Scrambling to her feet in the dune’s soft sand, she hurled herself down into the shadowed canyon, a tolerable twelve-foot drop that would give her the momentum she needed to overcome her brother’s advantages in size and weight.

But in her haste she misjudged her leap, landing instead in a thorny gorosh-shrub halfway up the canyon’s far wall and earning a painful scratch on her head. She cursed enthusiastically in English and Martian as she struggled to free herself from the shrub’s thorns and sticky, acrid-smelling sap.

“Heavens, dear sister!” Michael laughed, breathing hard from his run. “Such language!” He doubled back in order to aid her in extricating herself.

But Arabella had not given up on the game. She held out her hand as though for assistance … and as soon as he grasped it, she pulled him down into the shrub with her. The thorny branch that had trapped her snapped as he fell upon it, and the two of them rolled together down the canyon wall, tussling and laughing in the sand like a pair of tureth pups.

Then they rolled into a patch of moonlight, and though Michael had the upper hand he suddenly ceased his attempts to pin her to the ground. “What is the matter, dear brother?” Arabella gasped, even as she prepared to hurl him over her head with her legs. But in this place there was light enough to see his face clearly, and his expression was so grave she checked herself.

“You are injured,” he said, disentangling himself from her.

“’Tis only a scratch,” she replied. But the pain when she touched her injured scalp was sharp, and her hand when she brought it away and examined it beneath Phobos’s dim light was black with blood.

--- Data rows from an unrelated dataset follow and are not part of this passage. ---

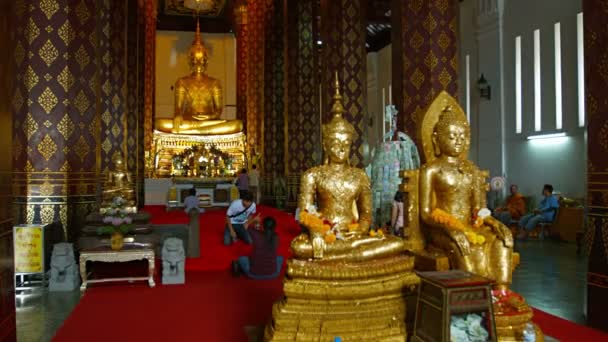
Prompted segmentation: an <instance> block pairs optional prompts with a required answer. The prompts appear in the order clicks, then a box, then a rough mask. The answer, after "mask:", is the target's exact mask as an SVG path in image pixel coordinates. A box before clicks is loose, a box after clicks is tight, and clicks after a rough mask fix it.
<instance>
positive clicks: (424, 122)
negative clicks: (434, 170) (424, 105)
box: [417, 90, 470, 163]
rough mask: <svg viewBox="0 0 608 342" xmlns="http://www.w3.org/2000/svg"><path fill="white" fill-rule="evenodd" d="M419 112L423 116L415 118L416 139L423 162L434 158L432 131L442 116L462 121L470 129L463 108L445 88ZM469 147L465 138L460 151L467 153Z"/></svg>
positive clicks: (462, 153) (453, 119)
mask: <svg viewBox="0 0 608 342" xmlns="http://www.w3.org/2000/svg"><path fill="white" fill-rule="evenodd" d="M420 113H421V114H422V115H423V116H422V117H421V118H420V117H419V118H418V120H417V121H418V122H419V126H418V132H419V133H418V134H419V136H418V141H420V143H421V144H422V151H423V153H424V162H425V163H428V162H430V161H433V160H435V158H436V154H435V147H434V144H433V131H434V129H435V126H436V125H437V122H439V120H440V119H441V117H442V116H444V115H445V117H444V119H448V117H449V119H450V120H456V121H459V122H463V123H464V124H465V125H466V127H468V128H469V129H470V126H469V123H468V121H467V116H466V115H465V113H464V110H463V109H462V107H460V105H459V104H458V101H456V99H455V98H453V97H452V96H451V95H450V94H449V93H448V92H446V91H445V90H444V91H442V92H441V93H439V95H438V96H437V97H436V98H435V100H433V102H432V103H431V104H430V105H429V106H428V107H427V109H426V111H424V112H420ZM469 147H470V142H469V140H467V144H466V146H465V151H464V152H463V153H462V155H463V156H467V155H468V153H469ZM465 158H466V157H465Z"/></svg>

Michael brought his handkerchief from his thukhong pocket and pressed it against the wound, causing Arabella to draw in a hissing breath through her teeth. “Lie still,” he said, his voice quite serious.

“Is it very bad, then?”

He made no reply, but as she lay on the cool sand, her breath fogging the air and the perspiration chilling on her face, she felt something seeping through her hair and dripping steadily from the lower edge of her ear, and the iron smell of blood was strong in the air. Michael’s jaw tightened, and he pressed harder with the handkerchief; Arabella’s breath came shallow, and she determined not to cry out from the pain.